If you've ever had to manually add captions and timestamps for an extended length video, you'll understand how painstaking of a process it can be. There are various free and professional products that can recognize speech and transcribe the audio for you to manipulate with captioning software. We'll be outlining one such method using Youtube's automatic and powerful captioning AI and the free and open source software youtube-dl.

Setting expectations

I'd like to limit expectations when using any text-to-speech solution. None of them work 100% of the time. There will be transcribing mistakes that will need to be reviewed and edited. However, the bulk of the work will be transcribed just fine saving you a bunch of time and headache. Secondly, I'm assuming that you need captions for a video that isn't necessarily going to be viewed on a video sharing site like YouTube. Sometimes, you need the captions for other purposes which is our focus here.

Once you've created your content

The first thing you will do is upload your video file to YouTube. I like using the YouTube transcriber since it will also automatically add timestamps to your captions that you can in turn download using the youtube-dl program described later. As an aside, you can optionally use Watson (Yes the jeopardy contest AI) to do the transcribing for you as well but you'll then have to create timestamps yourself.

We'll be uploading video files in private mode. This allows us to keep video files under our control and not share them to the world. Remember, I'm only having YouTube do the quick and dirty transcribing for a video file I want to have mastered locally on my computer. Once transcribed, we can remove it from YouTube entirely if you desire. Once you've created your video file on your computer, do the following.

  1. Navigate to YouTube and log in.
  2. Click the Upload Arrow in the top right.
  3. Set the dropdown to Private.
  4. Drag and drop your video file onto your browser window.

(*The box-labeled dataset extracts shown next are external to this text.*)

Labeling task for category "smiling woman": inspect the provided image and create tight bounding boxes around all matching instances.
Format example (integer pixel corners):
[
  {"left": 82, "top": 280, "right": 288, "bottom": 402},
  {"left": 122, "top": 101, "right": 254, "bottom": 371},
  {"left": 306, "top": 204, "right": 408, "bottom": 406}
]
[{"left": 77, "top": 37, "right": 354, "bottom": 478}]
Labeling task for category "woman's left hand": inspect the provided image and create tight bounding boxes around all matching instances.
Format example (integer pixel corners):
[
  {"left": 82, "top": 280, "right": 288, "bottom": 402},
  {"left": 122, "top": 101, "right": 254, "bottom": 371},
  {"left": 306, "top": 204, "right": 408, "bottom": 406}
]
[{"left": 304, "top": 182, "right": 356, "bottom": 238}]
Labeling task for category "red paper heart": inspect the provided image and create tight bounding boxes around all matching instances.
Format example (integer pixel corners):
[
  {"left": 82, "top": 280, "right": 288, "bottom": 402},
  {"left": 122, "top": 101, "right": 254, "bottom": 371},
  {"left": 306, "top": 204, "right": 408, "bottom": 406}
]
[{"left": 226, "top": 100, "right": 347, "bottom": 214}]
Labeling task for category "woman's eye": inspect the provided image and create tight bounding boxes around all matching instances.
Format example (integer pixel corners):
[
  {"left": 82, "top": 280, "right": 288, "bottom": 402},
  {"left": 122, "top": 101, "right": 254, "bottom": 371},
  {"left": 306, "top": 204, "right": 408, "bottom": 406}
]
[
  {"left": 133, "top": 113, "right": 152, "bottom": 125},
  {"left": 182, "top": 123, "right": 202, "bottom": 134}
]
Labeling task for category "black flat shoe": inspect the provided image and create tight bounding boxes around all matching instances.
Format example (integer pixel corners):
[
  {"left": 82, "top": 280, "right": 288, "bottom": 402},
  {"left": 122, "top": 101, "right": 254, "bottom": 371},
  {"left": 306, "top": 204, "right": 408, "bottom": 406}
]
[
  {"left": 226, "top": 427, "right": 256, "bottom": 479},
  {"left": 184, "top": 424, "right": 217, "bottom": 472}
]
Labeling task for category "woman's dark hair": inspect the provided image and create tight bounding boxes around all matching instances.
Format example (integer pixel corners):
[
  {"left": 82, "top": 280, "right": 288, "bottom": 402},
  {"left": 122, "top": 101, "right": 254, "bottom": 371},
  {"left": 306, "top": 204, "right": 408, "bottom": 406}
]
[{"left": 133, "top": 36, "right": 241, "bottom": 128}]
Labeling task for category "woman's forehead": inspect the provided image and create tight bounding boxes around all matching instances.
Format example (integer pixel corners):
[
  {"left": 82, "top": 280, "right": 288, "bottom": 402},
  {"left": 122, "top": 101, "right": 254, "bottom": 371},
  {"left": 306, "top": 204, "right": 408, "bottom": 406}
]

  1. Wait for your video to upload and process.
  2. Once completed, click Done.

Now you wait for YouTube to do its thing transcribing the video's audio file into captions using their AI. The time it can take depends on how busy YouTube's servers are. I've had hour-long videos transcribed in 10 minutes. I've also had ten minute long videos transcribed in a few hours. Patience is key here. You'll know that captions were automatically added when you are able to select the CC option at the bottom of the video.

Extracting the automatically added captions

To get access to the automatically created captions we need to use youtube-dl. Youtube-dl is free and open source software that you can download directly from the maintainers or you can use a package manager such as Brew to download the binaries. For a complete guide on how to install the Brew package manager so you can get access to hundreds of amazing free and open source software right from your terminal, check out our Brew install guide. Assuming you already have Brew installed, do the following.

  1. Open terminal.
  2. Type in brew install youtube-dl.
  3. Hit enter.

Once installed, we can now use youtube-dl to download our captions. Since we've uploaded our video file and set it to private, we'll have to use our YouTube credentials in order to access the video file and extract the captions and timestamps. We'll also avoid re-downloading the video file since we already have it on our computer. This is how we do that.

  1. Open terminal.
  2. Type your info in the following form youtube-dl --write-auto-sub --skip-download -u YourYouTubeUserName -p YourYouTubePassword http://theyoutubeURL
  3. Hit enter.

The command broken down is:

  • The program name youtube-dl.
  • The option to get the automatic captions --write-auto-sub.
  • The option to not re-download the video --skip-download.
  • Adding your username to get access to the private video file -u YourYouTubeUserName.
  • The password for your username -p YourYouTubePassword.
  • And finally, the YouTube URL where the video lives on YouTube servers http://theyoutubeURL.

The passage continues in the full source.